Por outro lado, estas teorias alternativas exigem frequentemente que as substâncias tenham propriedades muito específicas ou mesmo outras substâncias que violam as leis da física.
“Em termos gerais, existem buracos negros rotativos padrão de descrição geral
A teoria da relatividade, chamada de buracos negros de Kerr, e existem várias alternativas impulsionadas por diferentes teorias”, disse Yunial. “Todas essas alternativas são mais complexas ou complicadas do que as propostas por Einstein, mas ainda são teoricamente viáveis até serem comprovadas. “
Um grande obstáculo para testar teorias alternativas é o horizonte de eventos, que impede que qualquer informação proveniente do interior do buraco negro chegue a observadores externos. Com a imagem de buracos negros sendo agora um fator importante, e com melhorias nesta tecnologia de imagem no horizonte, Uniyal e colegas decidiram determinar o que os cientistas poderiam ver nessas imagens e nas sombras dos buracos negros que poderiam indicar desvios da relatividade geral.
“A sombra do buraco negro é o contorno escuro formado pela captura de fótons e pela forte gravidade.
“As lentes codificam a geometria do espaço-tempo muito próximo de um objeto compacto”, disse Uniyal. “Pequenos desvios métricos traduzem-se em pequenas mudanças sistemáticas no tamanho e forma das sombras e na forma como os halos se formam ao seu redor, de modo que medições precisas das sombras podem diagnosticar diretamente se a gravidade subjacente corresponde às previsões de Einstein.”
“Como o espaço-tempo em torno de um buraco negro controla as órbitas das partículas e os caminhos da luz, pequenas mudanças métricas podem alterar a posição da órbita do gás e como ele irradia”, continuou Yunial. “Isso pode alterar a dinâmica de acreção, a região de emissão do jato, a eficiência da radiação e os padrões de brilho e polarização vistos por observadores distantes. Em casos extremos, diferentes estruturas internas, como a falta de um verdadeiro horizonte de eventos, também podem levar a assinaturas observacionais qualitativamente diferentes.”
Os pesquisadores acrescentaram que futuras imagens de buracos negros com detalhes suficientes poderiam ser avaliadas para determinar se os dados são mais compatíveis com o buraco negro “a” descrito pela relatividade geral ou com o buraco negro “b” descrito por outra teoria.

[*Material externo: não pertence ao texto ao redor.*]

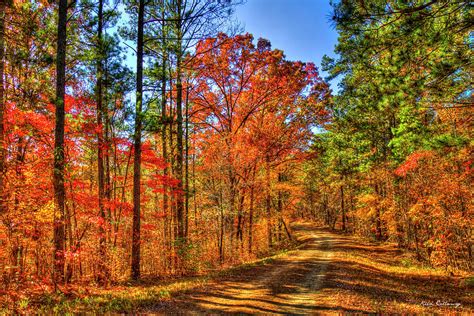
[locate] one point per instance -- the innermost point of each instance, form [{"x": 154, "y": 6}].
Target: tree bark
[
  {"x": 102, "y": 267},
  {"x": 59, "y": 163},
  {"x": 137, "y": 148},
  {"x": 2, "y": 109}
]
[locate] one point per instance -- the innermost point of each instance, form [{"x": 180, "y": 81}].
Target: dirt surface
[{"x": 328, "y": 274}]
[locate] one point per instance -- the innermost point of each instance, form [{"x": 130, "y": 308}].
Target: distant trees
[
  {"x": 404, "y": 100},
  {"x": 251, "y": 110}
]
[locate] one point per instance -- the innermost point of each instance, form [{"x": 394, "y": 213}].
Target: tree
[
  {"x": 59, "y": 161},
  {"x": 137, "y": 146}
]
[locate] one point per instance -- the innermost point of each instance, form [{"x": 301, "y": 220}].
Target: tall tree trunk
[
  {"x": 137, "y": 148},
  {"x": 252, "y": 193},
  {"x": 343, "y": 210},
  {"x": 58, "y": 173},
  {"x": 102, "y": 267},
  {"x": 164, "y": 124},
  {"x": 268, "y": 202},
  {"x": 179, "y": 130},
  {"x": 186, "y": 168},
  {"x": 2, "y": 109}
]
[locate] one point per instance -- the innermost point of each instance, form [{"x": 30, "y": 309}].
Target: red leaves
[{"x": 412, "y": 161}]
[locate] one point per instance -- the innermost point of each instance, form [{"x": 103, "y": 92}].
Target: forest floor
[{"x": 328, "y": 273}]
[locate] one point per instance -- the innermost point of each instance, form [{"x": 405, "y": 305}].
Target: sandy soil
[{"x": 330, "y": 273}]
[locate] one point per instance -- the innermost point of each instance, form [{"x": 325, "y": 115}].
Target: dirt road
[
  {"x": 330, "y": 273},
  {"x": 288, "y": 285}
]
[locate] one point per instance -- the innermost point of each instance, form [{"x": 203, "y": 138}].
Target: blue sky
[{"x": 301, "y": 28}]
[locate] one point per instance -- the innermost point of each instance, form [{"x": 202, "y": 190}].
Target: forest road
[{"x": 288, "y": 284}]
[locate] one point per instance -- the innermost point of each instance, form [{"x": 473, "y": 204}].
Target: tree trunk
[
  {"x": 343, "y": 210},
  {"x": 58, "y": 173},
  {"x": 137, "y": 148},
  {"x": 268, "y": 203},
  {"x": 179, "y": 136},
  {"x": 2, "y": 109},
  {"x": 102, "y": 267}
]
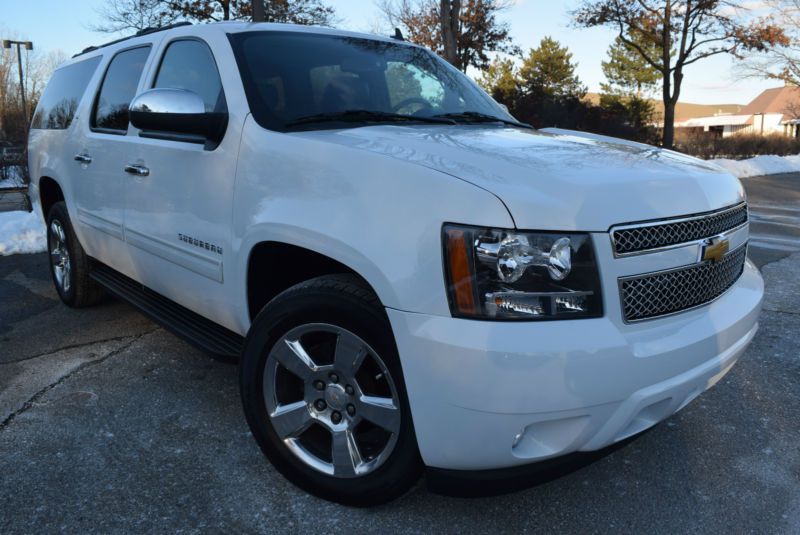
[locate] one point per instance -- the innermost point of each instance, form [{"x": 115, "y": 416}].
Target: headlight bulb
[
  {"x": 513, "y": 258},
  {"x": 559, "y": 261}
]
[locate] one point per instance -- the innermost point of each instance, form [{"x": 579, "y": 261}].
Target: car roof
[{"x": 227, "y": 27}]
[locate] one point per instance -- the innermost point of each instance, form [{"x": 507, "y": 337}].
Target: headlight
[{"x": 505, "y": 274}]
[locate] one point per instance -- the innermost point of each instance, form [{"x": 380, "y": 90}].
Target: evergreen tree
[
  {"x": 500, "y": 80},
  {"x": 548, "y": 70},
  {"x": 627, "y": 72}
]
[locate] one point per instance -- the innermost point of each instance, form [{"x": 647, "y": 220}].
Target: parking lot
[{"x": 109, "y": 423}]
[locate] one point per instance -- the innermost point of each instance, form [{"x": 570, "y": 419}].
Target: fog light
[
  {"x": 570, "y": 303},
  {"x": 518, "y": 302}
]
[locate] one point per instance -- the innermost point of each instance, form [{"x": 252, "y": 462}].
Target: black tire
[
  {"x": 78, "y": 289},
  {"x": 345, "y": 302}
]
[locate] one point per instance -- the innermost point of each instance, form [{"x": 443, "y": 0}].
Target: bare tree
[
  {"x": 473, "y": 24},
  {"x": 37, "y": 67},
  {"x": 781, "y": 62},
  {"x": 693, "y": 29},
  {"x": 450, "y": 14},
  {"x": 133, "y": 15}
]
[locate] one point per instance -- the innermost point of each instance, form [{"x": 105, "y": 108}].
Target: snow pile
[
  {"x": 21, "y": 232},
  {"x": 761, "y": 165}
]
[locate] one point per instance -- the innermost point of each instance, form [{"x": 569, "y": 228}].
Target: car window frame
[
  {"x": 151, "y": 83},
  {"x": 86, "y": 93},
  {"x": 99, "y": 89}
]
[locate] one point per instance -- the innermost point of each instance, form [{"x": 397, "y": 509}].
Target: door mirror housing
[{"x": 177, "y": 114}]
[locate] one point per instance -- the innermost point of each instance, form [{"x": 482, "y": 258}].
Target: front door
[{"x": 99, "y": 178}]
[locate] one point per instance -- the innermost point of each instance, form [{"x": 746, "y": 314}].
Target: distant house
[{"x": 775, "y": 111}]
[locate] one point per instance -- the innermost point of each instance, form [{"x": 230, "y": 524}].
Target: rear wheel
[
  {"x": 70, "y": 266},
  {"x": 324, "y": 396}
]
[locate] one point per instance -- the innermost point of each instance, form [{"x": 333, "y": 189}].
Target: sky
[{"x": 65, "y": 25}]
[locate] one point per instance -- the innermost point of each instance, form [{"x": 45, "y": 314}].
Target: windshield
[{"x": 308, "y": 81}]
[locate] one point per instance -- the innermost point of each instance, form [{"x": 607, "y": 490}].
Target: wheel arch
[
  {"x": 50, "y": 192},
  {"x": 284, "y": 265}
]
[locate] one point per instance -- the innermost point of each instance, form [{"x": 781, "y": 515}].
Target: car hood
[{"x": 556, "y": 179}]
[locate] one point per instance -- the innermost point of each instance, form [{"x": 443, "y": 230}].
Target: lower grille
[{"x": 667, "y": 292}]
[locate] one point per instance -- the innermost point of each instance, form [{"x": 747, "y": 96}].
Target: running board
[{"x": 195, "y": 329}]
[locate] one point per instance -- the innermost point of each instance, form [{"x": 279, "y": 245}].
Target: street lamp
[{"x": 28, "y": 46}]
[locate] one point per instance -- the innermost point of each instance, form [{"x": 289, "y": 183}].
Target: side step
[{"x": 205, "y": 334}]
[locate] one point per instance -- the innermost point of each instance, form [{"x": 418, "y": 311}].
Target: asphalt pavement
[{"x": 111, "y": 424}]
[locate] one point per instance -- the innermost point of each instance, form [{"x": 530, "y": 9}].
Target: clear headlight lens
[{"x": 504, "y": 274}]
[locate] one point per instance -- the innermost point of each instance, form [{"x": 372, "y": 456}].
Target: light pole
[{"x": 28, "y": 46}]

“Os nossos resultados mostram que, quer consideremos os buracos negros ‘a’ ou ‘b’, a diferença será pequena, pelo que serão necessárias medições muito precisas. Felizmente, estas observações serão possíveis num futuro próximo,” disse Uniyal. “Dois resultados encorajadores e um tanto surpreendentes são que as diferenças entre os modelos crescem de forma sistemática e previsível com o aumento da resolução da imagem, o que significa que imagens de maior fidelidade realmente melhorarão as capacidades de teste, e que este estudo produz uma compreensão numérica concreta, em nível percentual, da incompatibilidade de imagens na qual os modelos se tornam distinguíveis, o que fornece alvos claros para futuros observatórios.”
Os próximos passos desta investigação incluem continuar a procurar melhorar a qualidade das imagens dos buracos negros, adicionando telescópios adicionais à rede de 11 instrumentos que compõem o EHT, bem como explorar potenciais instrumentos de interferometria de linha de base ultralonga baseados no espaço.
“A busca de diferentes cenários astrofísicos poderia impor restrições quantitativas aos desvios dos buracos negros de Kerr, se existirem, ou permitir que observações futuras detectem assinaturas de teorias alternativas”, disse Unial.
As descobertas da equipe foram publicadas na revista quinta-feira (30 de outubro) Astronomia Natural.